Так и есть. Достоверен только снег. Все остальное — никогда и нигде не случалось. Парка аттракционов не существует — это все Карлушина придумка. Жалкие потуги скрыть истину: в тот вечер они встречались с женщиной, давшей себе когда-то труд произвести на свет Елизавету Гейнзе. Карлуша любил эту женщину, но оказался не нужен ей. И Елизавета оказалась ей не нужна.

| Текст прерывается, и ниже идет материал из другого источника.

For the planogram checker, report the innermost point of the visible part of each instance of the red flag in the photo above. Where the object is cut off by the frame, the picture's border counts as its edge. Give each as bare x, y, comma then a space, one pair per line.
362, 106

Что женщина и продемонстрировала.

Да и бог с ней, с женщиной. Лучше бы ее не было никогда. Лучше бы ее не было, а парк аттракционов — был. Тогда бы все встало на свои места. Тогда Елизавета могла быть счастлива — рядом с этим парнем, Иваном.

Инопланетным дельфином.

Тогда она могла преспокойно отправиться с ним в киношку на Бельмондо. На экскурсию по Каменноостровскому, где каждая вторая витрина сочинена его руками. Она могла отправиться с ним куда угодно, куда бы он сказал, куда бы подумал, но… этого никогда и нигде не случалось.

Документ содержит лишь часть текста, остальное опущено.